Video Out of left field



Music industry

The popular music historian Arnold Shaw wrote in 1949 to the Music Library Association that the term "outside the left field" was first used in the idiomatic sense of "out of nowhere" by the music industry to refer to a song that was unexpectedly well done in the market. Based on the term baseball, a phrase like "It's a hit out of left field" is used by pluggers of songs that promote recording and sheet music, to describe a song that does not require any effort to sell. "Rocking Chair" is a type of song that appears "outside the left field" and sold itself, enabling the song plugger to relax. A 1943 article in Billboard magazine expanded its use to describe people who were unexpectedly interested in radio broadcasts:

"The latest changes in radio-related warfare are the number of quasi-ulama groups that are extraordinary and individuals who have been out of the left field in recent months and are trying to buy, not promote, radio time."

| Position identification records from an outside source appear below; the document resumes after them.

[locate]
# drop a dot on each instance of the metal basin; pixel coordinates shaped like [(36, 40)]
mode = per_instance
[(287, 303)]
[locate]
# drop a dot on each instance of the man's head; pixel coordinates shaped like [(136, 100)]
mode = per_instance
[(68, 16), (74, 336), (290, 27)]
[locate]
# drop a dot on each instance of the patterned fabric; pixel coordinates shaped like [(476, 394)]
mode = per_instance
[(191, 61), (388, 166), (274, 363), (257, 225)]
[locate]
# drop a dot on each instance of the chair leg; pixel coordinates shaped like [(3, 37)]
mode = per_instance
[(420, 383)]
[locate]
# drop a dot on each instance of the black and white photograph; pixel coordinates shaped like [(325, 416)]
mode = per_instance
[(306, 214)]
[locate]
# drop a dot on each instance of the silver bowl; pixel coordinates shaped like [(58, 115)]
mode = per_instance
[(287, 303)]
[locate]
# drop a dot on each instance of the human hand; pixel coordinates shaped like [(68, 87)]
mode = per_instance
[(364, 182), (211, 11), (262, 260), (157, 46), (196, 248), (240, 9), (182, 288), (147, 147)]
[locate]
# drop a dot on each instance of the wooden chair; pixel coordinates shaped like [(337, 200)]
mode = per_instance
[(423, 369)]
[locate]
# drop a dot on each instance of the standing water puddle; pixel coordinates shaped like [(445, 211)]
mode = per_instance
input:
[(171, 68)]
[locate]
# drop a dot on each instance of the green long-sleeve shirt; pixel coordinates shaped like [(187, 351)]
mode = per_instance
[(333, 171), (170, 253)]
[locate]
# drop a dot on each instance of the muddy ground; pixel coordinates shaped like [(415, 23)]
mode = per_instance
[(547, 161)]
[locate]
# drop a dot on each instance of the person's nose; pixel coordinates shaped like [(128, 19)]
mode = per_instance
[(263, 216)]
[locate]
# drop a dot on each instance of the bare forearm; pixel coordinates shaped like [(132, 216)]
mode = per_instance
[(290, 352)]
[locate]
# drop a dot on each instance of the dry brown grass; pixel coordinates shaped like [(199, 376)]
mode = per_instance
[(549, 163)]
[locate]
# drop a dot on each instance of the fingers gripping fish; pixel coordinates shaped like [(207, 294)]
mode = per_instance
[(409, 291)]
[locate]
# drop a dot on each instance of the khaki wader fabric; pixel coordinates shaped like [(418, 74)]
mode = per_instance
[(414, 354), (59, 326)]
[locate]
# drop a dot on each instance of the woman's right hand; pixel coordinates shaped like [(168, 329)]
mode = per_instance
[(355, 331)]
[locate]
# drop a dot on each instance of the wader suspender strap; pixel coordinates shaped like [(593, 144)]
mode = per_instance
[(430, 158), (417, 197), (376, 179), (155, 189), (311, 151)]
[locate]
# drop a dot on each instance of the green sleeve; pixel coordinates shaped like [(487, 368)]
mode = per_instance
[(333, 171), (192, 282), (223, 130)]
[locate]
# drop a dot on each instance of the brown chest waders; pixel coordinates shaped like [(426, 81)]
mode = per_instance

A further example of this phrase was published in the 1940s, including more time in Billboard magazine and once in a humorous book titled How to Be Poor.

Maps Out of left field



Description later

In May 1981, columnist William Safire asked readers from The New York Times to send him whatever ideas they had about the origin of the phrase "outside the left field" - he did not know where it came from , and does not refer to Shaw's work. On June 28, 1981, he devoted most of his Sunday column to the phrase, offering various responses he received. The earliest scientific quotation that Safire found was the 1961 article in the American Speech journal, which defines the variation "in the left field" as meaning "disorientation, unrelated to reality". Linguist John Algeo told Safire that the phrase most likely came from baseball observers rather than from baseball fans or players.

In Safi's Political Dictionary Safire writes that the phrase "outside the left field" means "unusual, out of touch, far away." The variation of "exit in the left field" means alternating "removed from the usual, unconventional" or "unrelated to reality, not touching." He compared the term to left-wing politics and Left Coast - slang to coastal cities leaning toward liberals in California, Oregon and Washington.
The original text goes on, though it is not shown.